I have the full paths of images listed in two separate text files (each line contains a path) representing my training and validation sets. How do I load these images using ImageDataLoaders or DataBlock?
I would use the data block. You could first read the csv into a pandas df, and then pass the appropiate getters to the block.
So I’m doing this:
def readFiles(filename):
return L([line.rstrip('\n') for line in open(filename)])
def getAllImages(ignore):
trainImageFiles = readFiles(trainFile)
validImageFiles = readFiles(validFile)
return trainImageFiles + validImageFiles
validFileList = Path(validFile).read_text().split('\n')
dblock = DataBlock(blocks = (ImageBlock, CategoryBlock),
get_items = getAllImages,
get_y = label_func,
splitter = FuncSplitter(lambda x: x in validFileList))
dsets = dblock.datasets("")
which is somewhat a weird way of doing this since I already have the exact paths for the images of each set in two files.

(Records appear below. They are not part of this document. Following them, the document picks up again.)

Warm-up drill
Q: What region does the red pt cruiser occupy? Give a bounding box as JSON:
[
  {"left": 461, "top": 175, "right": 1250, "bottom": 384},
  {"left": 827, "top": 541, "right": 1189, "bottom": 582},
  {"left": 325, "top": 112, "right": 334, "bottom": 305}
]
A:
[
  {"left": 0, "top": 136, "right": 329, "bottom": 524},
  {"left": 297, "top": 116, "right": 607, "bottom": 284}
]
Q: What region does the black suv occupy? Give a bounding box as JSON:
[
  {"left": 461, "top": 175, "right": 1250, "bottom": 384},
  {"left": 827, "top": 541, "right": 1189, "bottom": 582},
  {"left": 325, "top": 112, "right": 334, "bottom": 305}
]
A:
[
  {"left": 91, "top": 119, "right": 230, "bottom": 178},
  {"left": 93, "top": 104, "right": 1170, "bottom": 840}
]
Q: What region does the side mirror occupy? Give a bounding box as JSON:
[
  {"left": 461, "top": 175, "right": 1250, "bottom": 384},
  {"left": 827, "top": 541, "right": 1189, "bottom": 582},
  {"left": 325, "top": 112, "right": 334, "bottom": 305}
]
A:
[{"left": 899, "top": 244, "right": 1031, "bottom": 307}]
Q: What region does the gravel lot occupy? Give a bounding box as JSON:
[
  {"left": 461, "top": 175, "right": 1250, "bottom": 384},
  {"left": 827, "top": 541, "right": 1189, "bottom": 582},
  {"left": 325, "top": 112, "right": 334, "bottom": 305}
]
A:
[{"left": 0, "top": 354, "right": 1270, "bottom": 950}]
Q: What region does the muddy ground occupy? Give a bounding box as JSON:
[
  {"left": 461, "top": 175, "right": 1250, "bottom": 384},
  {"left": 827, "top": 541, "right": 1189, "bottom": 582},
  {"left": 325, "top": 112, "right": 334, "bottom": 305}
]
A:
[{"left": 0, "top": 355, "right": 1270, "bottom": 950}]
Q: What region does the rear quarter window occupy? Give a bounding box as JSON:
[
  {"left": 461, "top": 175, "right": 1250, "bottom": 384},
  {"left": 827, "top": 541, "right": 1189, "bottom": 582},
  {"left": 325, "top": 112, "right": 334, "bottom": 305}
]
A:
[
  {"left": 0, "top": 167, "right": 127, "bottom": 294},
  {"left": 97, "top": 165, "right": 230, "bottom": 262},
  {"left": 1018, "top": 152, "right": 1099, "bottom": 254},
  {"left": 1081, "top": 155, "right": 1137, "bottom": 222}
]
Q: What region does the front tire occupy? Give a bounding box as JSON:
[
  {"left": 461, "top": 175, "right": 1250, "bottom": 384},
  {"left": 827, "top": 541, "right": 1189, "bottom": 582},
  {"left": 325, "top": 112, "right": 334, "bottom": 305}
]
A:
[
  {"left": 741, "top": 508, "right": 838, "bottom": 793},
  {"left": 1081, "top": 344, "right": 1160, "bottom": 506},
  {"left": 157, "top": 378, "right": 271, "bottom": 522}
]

Ideally I’d like to pass them in ‘train’ and ‘valid’ parameters like in ImageDataLoaders.from_folder
, but instead it’s slightly more complicated and the files have to be combined, then a check has to be implemented in the splitter.
Also, I wanted to use the FileSplitter and simply specify my ‘validFile’ as parameter, but bizarrely the FileSplitter expects each line, i.e. string, of the text file to have a name
element, as if the string lines were Path objects.
Maybe I’m missing something.